Trump the strongman: An authoritarian who will intimidate an uncooperative judiciary

The Trump University legal battle: Trump's open hostility to the idea of an independent judiciary is terrifying

Published June 1, 2016 9:58AM (EDT)

Gonzalo Curiel, Donald Trump   (Wikimedia/AP/Chris Carlson/Photo montage by Salon)
Gonzalo Curiel, Donald Trump (Wikimedia/AP/Chris Carlson/Photo montage by Salon)

If you want to get your clearest look at Donald Trump the authoritarian, you have to look at how the presumptive Republican presidential nominee approaches the judiciary. It’s becoming clearer and clearer that a Trump presidency would be a constitutional crisis waiting to happen, given how little he respects (or understands) the concept of an independent and co-equal judicial branch.

In case you’re not up to speed, here’s a quick rundown of Trump’s latest legal imbroglio. As you may recall from the Republican primary debates, Trump is currently being sued for fraud for his role in the now-defunct Trump University, a shady operation that suckered people out of thousands of dollars by promising to teach them the get-rich-quick secrets of the real estate market. Last week, at a campaign rally in California, Trump went on an extended harangue against the judge handling one of the Trump University lawsuits, district court Judge Gonzalo Curiel, calling him a “hater” who “is not doing the right thing.” Trump observed that Curiel “happens to be, we believe Mexican, which is great. I think that is fine.” He said Curiel “should be ashamed of himself. I think it is a disgrace he is doing this.” He called the federal court system “rigged” and added that “they ought to look into Judge Curiel because what Judge Curiel is doing is a total disgrace.”
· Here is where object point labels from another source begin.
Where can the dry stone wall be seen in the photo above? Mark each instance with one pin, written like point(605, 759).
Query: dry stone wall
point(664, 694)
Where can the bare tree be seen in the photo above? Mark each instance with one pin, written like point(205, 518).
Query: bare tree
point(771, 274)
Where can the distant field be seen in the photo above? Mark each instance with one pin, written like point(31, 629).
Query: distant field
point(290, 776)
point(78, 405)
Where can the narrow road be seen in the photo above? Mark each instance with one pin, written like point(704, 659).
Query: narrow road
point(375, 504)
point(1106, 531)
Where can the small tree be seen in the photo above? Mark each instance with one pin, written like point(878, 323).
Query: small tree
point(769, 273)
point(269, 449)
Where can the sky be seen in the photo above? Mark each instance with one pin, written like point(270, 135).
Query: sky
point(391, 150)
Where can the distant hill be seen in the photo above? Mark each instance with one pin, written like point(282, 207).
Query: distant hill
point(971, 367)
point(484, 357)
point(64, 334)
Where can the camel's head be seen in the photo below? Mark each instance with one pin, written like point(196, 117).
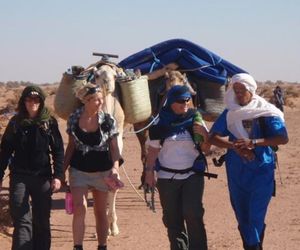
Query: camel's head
point(174, 77)
point(105, 77)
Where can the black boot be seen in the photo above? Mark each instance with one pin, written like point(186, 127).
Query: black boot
point(77, 247)
point(256, 247)
point(262, 236)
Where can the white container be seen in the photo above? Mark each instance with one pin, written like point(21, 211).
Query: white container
point(136, 100)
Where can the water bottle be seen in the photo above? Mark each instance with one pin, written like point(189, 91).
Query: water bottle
point(198, 139)
point(69, 201)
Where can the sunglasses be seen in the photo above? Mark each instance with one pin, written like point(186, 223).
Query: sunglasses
point(92, 91)
point(33, 99)
point(182, 101)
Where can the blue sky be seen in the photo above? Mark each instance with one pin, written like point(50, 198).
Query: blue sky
point(41, 39)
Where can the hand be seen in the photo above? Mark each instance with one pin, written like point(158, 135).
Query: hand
point(243, 144)
point(245, 153)
point(112, 181)
point(150, 178)
point(55, 185)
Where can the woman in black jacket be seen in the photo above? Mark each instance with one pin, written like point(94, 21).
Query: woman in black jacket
point(30, 141)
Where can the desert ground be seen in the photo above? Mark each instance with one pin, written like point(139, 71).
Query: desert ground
point(141, 228)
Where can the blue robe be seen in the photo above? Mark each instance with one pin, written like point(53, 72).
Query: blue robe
point(251, 183)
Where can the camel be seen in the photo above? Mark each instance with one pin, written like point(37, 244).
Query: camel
point(160, 81)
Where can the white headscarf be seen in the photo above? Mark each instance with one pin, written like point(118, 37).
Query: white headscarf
point(257, 107)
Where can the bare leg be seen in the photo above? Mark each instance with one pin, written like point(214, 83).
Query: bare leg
point(111, 214)
point(100, 204)
point(80, 207)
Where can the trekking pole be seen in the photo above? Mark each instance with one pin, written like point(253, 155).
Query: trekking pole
point(105, 55)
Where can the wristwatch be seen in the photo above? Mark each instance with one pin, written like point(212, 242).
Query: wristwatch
point(254, 142)
point(148, 168)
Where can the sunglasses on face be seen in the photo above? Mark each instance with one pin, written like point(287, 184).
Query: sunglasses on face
point(182, 101)
point(33, 99)
point(92, 91)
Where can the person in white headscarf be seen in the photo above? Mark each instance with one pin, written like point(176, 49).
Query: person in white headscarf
point(249, 128)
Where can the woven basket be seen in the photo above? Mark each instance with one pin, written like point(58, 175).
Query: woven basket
point(65, 101)
point(136, 100)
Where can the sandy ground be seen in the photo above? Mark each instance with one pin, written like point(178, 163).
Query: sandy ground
point(141, 229)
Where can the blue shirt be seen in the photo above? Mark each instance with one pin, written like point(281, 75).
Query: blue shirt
point(244, 172)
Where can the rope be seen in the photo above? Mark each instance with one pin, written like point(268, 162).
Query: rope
point(133, 187)
point(156, 61)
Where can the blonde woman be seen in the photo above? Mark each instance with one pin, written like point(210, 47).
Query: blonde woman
point(93, 156)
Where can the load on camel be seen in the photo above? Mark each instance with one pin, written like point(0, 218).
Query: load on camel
point(136, 86)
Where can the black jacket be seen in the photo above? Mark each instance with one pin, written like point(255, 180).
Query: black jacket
point(27, 149)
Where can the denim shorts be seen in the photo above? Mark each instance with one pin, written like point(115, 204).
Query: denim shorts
point(94, 180)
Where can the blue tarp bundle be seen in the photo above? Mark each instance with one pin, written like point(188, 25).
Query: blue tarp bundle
point(201, 63)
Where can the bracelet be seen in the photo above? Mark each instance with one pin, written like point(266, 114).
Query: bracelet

There’s a lot to pick apart in all this, and as Josh Marshall writes, the overt racism on display here is shocking, even for Trump. When confronted with an official who is insufficiently deferential to his magisterial authority, Trump concludes that it must be because Curiel is of Mexican descent and is therefore hostile towards Trump due to his hardline stance on immigration. (Curiel was born in Indiana, not that it matters one way or the other.) There’s nothing to substantiate this allegation, but Trump has determined that Curiel cannot be trusted as an impartial agent of jurisprudence because of his heritage. And that raises questions as to how a president Trump would go about nominating judges – if Curiel’s heritage is a determining factor here, would Trump forgo the nomination of any judges with Hispanic backgrounds because of the chance they might be disgraceful Trump “haters?”

Alongside the racial component, we have the fact that a major party’s presumptive presidential nominee is using campaign rallies to single out and intimidate a judge who is handling a legal matter in which the candidate has a direct financial stake. Trump issued a not-so-veiled threat at a sitting federal judge, calling for some unspecified body to “look into Judge Curiel.” He’s sending an unmistakable message to any judge who happens to be paying attention: do not disagree with Donald Trump, or he will make an example of you.

That’s an extraordinarily dangerous quality to have in a would-be president. The judiciary, by its nature, is not going to side with the president 100 percent of the time, and the executive is bound to enforce the courts’ rulings. Trump either doesn’t understand how the judiciary works or, more likely, he thinks he can bully judges into doing his bidding. And even if he can’t succeed at intimidating them, what he can do is nominate judges who will do whatever President Trump asks. He sees the judiciary as a vehicle for validating his own agenda, and if judges disagree, then they’re reasoning must be illegitimate – they’re either “haters” or untrustworthy minorities.

What’s amazing is that Trump doesn’t go to any trouble to disguise any of this. He just comes right out and owns his authoritarianism. He’ll investigate judges who disagree with him, he’ll threaten corporations who undermine his economic agenda, he’ll ban members of an entire religion from entering the country, and he’ll use the power of the office to settle old scores. Trump is advertising the fact that, as president, he’ll fracture political norms and do whatever he can to concentrate as much power as he can in his own office. That’s frightening enough on its own, but the fact that so many voters gravitate towards a candidate who enthusiastically vows to govern as a racist strongman is downright terrifying.